DKT tersebut termasuk dalam rangkaian kegiatan Bulan Literasi Sistem Resi Gudang yang berlangsung selama sebulan (22 Mei–22 Juni 2023). Bulan Literasi Sistem Resi Gudang telah dibuka Wakil Menteri Perdagangan Jerry Sambuaga secara resmi di Subang, Jawa Barat beberapa waktu lalu.
Olvy memandang, pemanfaatan Sistem Resi Gudang sebagai mekanisme pembiayaan berbasis komoditas dapat mendukung kegiatan eksportir komoditas yang telah dapat diresigudangkan.
Saat ini, telah muncul pengelola gudang dan pelaku Sistem Resi Gudang yang merupakan pelaku ekspor atau eksportir untuk beberapa komoditas, seperti kopi, rumput laut, beras organik, ikan, dan timah.
Komoditas yang disimpan dapat dijadikan pembiayaan sehingga aktivitas perusahaan dapat tetap berjalan. Hal ini diharapkan dapat diterapkan pelaku usaha lain dalam meningkatkan kinerja perusahaan.
Sebagai contoh terkini, pada pembukaan Bulan Literasi Sistem Resi Gudang, Wamendag Jerry melepas ekspor 19,2 ton kopi robusta dari gudang Sistem Resi Gudang Kabupaten Subang ke Mesir dan Libanon serta melepas ekspor 9.5 ton kakap Angkoli dari gudang SRG Kabupaten Probolinggo ke Australia.
Di samping itu, kisah sukses ekspor komoditas dari gudang Sistem Resi Gudang juga terjadi di beberapa daerah, yaitu Aceh (kopi), Jawa Timur (ikan dan rumput laut), Jawa Tengah (beras dan timah), Jawa Barat (kopi), Sulawesi Selatan (ikan dan rumput laut), Sumatera Barat (gambir), dan Kepulauan Bangka (timah).
Pengalaman tersebut menunjukkan Sistem Resi Gudang bukan hanya sebagai sarana tunda jual, tetapi juga dapat memberikan solusi peningkatan ekspor dan memastikan komoditas Indonesia dapat menduduki tempat yang baik di pasar global.
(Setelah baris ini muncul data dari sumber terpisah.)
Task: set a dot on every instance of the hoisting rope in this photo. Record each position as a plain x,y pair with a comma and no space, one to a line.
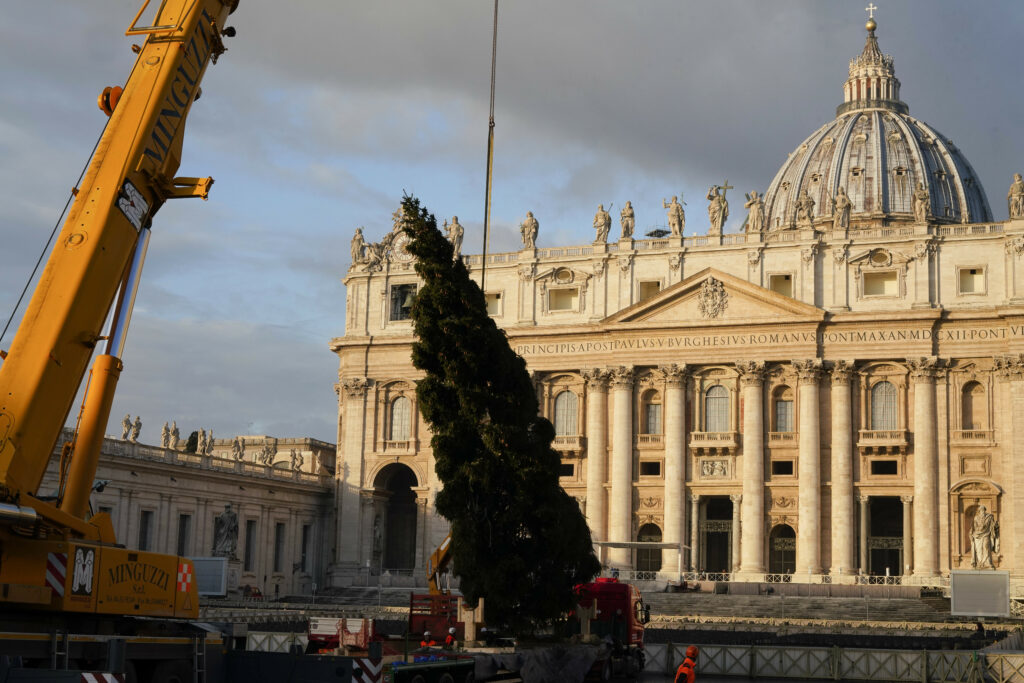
491,151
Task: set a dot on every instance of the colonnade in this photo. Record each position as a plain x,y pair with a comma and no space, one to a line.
609,499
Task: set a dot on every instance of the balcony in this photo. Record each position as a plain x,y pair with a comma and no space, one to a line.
973,436
563,442
882,440
714,442
782,439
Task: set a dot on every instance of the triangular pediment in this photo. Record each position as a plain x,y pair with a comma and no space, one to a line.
713,297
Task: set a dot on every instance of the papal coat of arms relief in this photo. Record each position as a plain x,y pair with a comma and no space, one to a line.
713,298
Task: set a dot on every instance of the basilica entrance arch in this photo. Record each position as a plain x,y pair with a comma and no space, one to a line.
394,531
781,549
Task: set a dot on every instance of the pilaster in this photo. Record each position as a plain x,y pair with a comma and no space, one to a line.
621,503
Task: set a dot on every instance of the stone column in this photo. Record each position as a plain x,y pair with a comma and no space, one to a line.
907,536
349,473
694,530
809,466
1011,371
675,463
752,554
926,462
734,559
842,470
597,451
863,500
621,503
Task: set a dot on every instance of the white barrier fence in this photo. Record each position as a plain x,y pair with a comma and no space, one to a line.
843,664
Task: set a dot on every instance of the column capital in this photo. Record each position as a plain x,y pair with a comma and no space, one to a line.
675,375
356,387
752,373
1010,366
842,372
809,371
596,378
622,377
925,368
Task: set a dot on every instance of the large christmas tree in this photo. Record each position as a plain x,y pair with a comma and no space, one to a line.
518,540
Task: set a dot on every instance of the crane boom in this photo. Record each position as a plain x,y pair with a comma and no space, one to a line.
51,556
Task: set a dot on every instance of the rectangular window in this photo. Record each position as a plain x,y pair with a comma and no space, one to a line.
145,530
279,547
494,300
649,289
971,281
184,534
652,424
563,299
250,558
881,284
885,467
781,468
304,558
650,468
781,284
783,416
401,301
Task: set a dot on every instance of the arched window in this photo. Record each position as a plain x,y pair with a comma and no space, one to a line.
649,559
974,414
717,409
782,397
566,410
650,421
400,410
884,412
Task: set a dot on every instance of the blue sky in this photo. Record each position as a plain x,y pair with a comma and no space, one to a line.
323,113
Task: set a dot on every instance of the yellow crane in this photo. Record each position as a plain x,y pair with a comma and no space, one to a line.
52,555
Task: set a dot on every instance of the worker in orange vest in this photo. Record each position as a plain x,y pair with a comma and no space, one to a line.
687,671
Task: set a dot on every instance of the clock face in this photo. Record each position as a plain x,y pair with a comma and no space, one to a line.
399,247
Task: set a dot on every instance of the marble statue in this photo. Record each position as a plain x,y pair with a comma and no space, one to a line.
984,539
528,229
755,206
602,223
805,209
677,217
455,232
358,247
628,219
718,210
922,204
1016,197
225,532
841,209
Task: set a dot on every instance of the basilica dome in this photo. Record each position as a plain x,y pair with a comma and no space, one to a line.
878,154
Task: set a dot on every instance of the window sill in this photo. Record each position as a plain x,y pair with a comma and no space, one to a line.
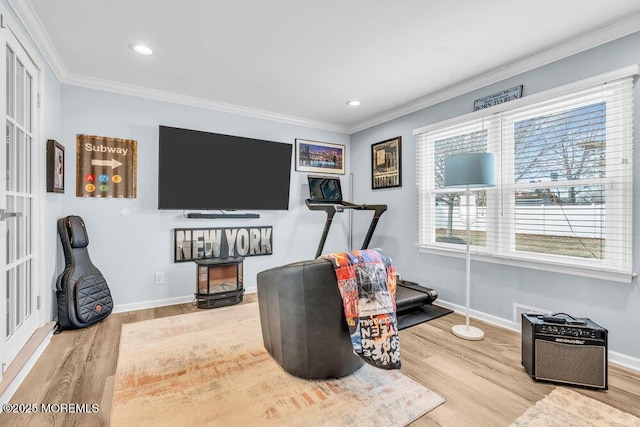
611,275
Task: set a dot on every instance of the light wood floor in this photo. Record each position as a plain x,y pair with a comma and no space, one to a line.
483,382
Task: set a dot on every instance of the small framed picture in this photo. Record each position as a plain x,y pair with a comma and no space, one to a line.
386,163
322,157
55,167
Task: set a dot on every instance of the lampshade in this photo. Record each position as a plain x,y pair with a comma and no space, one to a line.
470,170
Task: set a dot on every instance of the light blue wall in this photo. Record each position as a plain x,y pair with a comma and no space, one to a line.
130,249
496,287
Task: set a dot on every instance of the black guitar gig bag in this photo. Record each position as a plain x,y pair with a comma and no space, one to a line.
82,292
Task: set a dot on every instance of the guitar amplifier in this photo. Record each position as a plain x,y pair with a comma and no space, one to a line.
565,350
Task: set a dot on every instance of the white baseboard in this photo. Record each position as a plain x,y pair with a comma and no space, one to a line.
122,308
15,383
613,356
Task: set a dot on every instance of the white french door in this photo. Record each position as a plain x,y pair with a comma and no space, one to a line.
18,291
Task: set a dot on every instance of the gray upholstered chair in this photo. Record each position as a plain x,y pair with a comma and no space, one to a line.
302,320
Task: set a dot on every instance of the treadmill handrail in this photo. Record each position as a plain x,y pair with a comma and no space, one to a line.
330,209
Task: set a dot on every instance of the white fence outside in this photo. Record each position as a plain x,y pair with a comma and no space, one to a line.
586,221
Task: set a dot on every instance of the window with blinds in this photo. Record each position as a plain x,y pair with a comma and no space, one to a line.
564,192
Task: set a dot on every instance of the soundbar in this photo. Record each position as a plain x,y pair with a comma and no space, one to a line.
219,216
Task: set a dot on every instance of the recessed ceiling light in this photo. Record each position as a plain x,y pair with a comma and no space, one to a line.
141,49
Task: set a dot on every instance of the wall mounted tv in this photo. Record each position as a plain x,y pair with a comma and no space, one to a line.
209,171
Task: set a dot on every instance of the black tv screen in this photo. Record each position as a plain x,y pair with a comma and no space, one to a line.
210,171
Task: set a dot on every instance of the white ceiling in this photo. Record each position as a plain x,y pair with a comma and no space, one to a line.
301,61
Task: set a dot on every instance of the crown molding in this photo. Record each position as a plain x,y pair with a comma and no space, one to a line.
159,95
35,30
27,15
555,53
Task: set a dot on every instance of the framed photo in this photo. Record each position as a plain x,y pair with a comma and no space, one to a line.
55,167
322,157
386,163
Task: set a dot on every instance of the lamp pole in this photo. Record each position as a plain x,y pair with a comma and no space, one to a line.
466,331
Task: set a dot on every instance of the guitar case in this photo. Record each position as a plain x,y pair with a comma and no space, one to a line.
82,293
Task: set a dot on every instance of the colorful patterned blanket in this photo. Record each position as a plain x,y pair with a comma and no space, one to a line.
367,283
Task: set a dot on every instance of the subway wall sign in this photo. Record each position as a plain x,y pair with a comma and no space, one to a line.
106,167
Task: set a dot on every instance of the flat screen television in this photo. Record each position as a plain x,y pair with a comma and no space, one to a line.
209,171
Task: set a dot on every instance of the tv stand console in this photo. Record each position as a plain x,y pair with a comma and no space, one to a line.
221,215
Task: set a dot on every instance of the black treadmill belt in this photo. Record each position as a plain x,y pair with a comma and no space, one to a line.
420,314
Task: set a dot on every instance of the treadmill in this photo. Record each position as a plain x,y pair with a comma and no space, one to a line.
411,298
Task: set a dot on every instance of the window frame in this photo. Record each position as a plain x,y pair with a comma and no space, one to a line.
501,199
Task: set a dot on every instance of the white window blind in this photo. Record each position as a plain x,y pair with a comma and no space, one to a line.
564,192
Olvy memandang, beragam permasalahan dihadapi pelaksanaan Sistem Resi Gudang. Mulai dari SRG yang saat ini baru mengakomodasi 20 komoditas, lokasi implementasi Sistem Resi Gudang perlu diperluas, perlunya pembiayaan yang cepat dan ekonomis, dukungan pemerintah daerah yang belum maksimal, hingga perlunya meningkatkan peran badan pengawas yang melingkupi setiap penjuru Indonesia.
”Persoalan ini tentu memerlukan koordinasi dan tindak lanjut yang berkesinambungan antarinstansi yang terlibat. Melalui DKT dengan seluruh pemangku kepentingan, Bappebti dapat memperoleh masukan dan saran serta rumusan untuk mengakselerasi implementasi Sistem Resi Gudang di Indonesia,” tegas Olvy.
DKT dihadiri perwakilan sejumlah instansi terkait, pengelola gudang Sistem Resi Gudang, lembaga pembiayaan, lembaga penyelenggara Pasar Lelang Komoditas (PLK).
Bertindak sebagai moderator Kepala Biro Pengawasan Perdagangan Berjangka Komoditi (PBK), Sistem Resi Gudang, dan PLK Widiastuti.
Hadir sebagai narasumber Kepala Biro Pembinaan dan Pengembangan Sistem Resi Gudang dan PLK Heryono Hadi Prasetyo; serta Kepala Pusat Pelatihan SDM Ekspor dan Jasa Perdagangan (PPEJP) Sugih Rahmansyah.
Selanjutnya, Ketua Asosiasi Pengusaha Ritel Indonesia (APRINDO) Roy Mandey; serta Direktur Utama PT Kliring Perdagangan Berjangka Indonesia (KPBI) Yose Skundarisa; dan Senior Vice President Lembaga Pembiayaan Ekspor Indonesia (LPEI) Sunu Widi Purwoko.
Dalam sesi diskusi, Heryono menyebutkan tiga kelemahan UKM Indonesia, yaitu dari aspek kuantitas, kualitas, dan kontinuitas. Heryono meyakini, Sistem Resi Gudang menunjang aspek kontinuitas pasokan untuk ekspor.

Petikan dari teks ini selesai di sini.